There is a coin with a probability $p$ of heads, and $1-p$ of tails. Tosses are independent of each other. When you bet an amount of money $x$, you receive $2x$ if it lands heads, and you lose what you bet if it lands tails.
We are going to use the following strategy:
You start betting an initial amount $x_0$. Every time you lose, you bet twice what you bet in the previous throw. You keep doing this, until you win, at which point you retire, or start again, betting $x_0$.
The interesting case of course is when $p < 0.5$.

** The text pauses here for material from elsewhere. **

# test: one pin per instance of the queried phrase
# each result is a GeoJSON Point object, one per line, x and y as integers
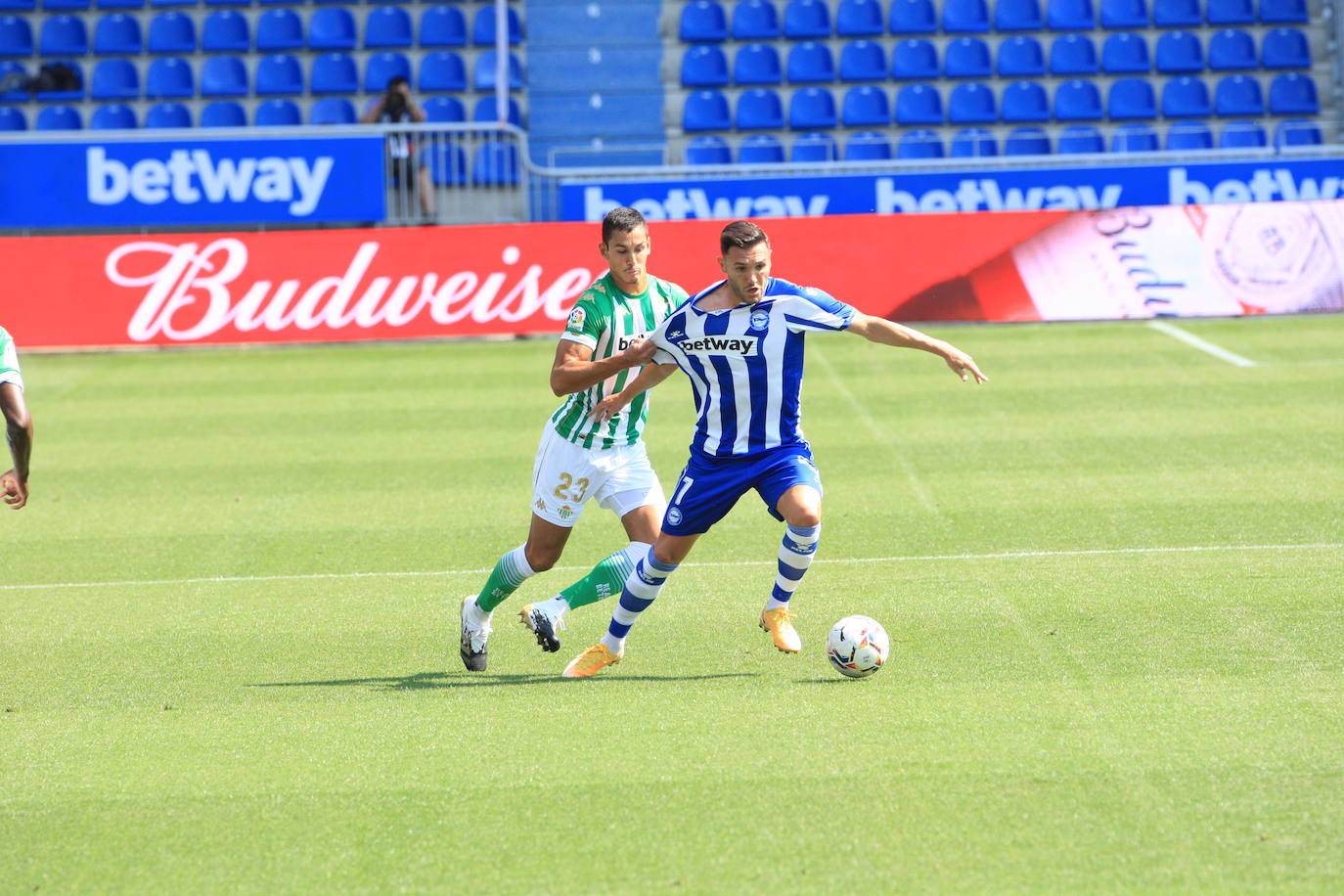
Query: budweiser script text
{"type": "Point", "coordinates": [191, 294]}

The question is: How profitable is this strategy? Intuitively I feel that eventually I can always win an arbitrarily large amount of money. But that can't be entirely right ("the house always wins!"). So what am I missing here? What's the expected win in each run?
Also, does this sort of strategy have a name in the literature?
P.S.: Found this later, https://en.wikipedia.org/wiki/Martingale_(betting_system)
Best Answer
So you are betting $1, 2, 4, 8,...,2^n$ dollars in each succesive round you do not win; that is, the prize of getting to the nth round is $\sum_{i=1}^{n}{2}^{n-1}={2}^n-1$.
If you win the nth bet, you get $2, 4, 8,..., 2^{n}$ dollars. To that we have to discount what you had to bet to get there, so your net win given that you win at round $n$ is $2^{n}-2^{n}+1=1$ dollar.
Now, we better calculate how much money we are expected to need in the betting process: it would not do to have to leave the table if we empty our pockets.
Let $X$ denote the money spent until we win. Then $X={2}^Y-1$, where $Y$ is the number of rounds until we win.
$Y\sim Geom(p)$, and so $P(Y=n)=p(1-p)^{n-1}\quad n\in\mathbb{N}$.
Thus: $$ E[X]=E[{2}^Y-1]= E[{2}^Y]-1=[\sum_{i=1}^{\infty}2^iP(Y=i)] -1= [\sum_{i=1}^{\infty}2^ip(1-p)^{i-1}] -1=p[\sum_{i=1}^{\infty}2^i(1-p)^{i-1}] -1 $$ The series only converges if $2(1-p)<1$; that is, if $p>1/2$. That means that you should be willing to bet infinite money in order to make the bet profitable, and all of that for a measly dollar.
In case you are curious, the expectancy when $p>1/2$ is: $$ E[X]=\frac{2p}{1-2(1-p)} -1= \frac{2p}{2p-1}-1=\frac{1}{2p-1} $$ But then again, is fairly obvious that when $p>1/2$ the game has positive expected value, so just playing with any bet is profitable.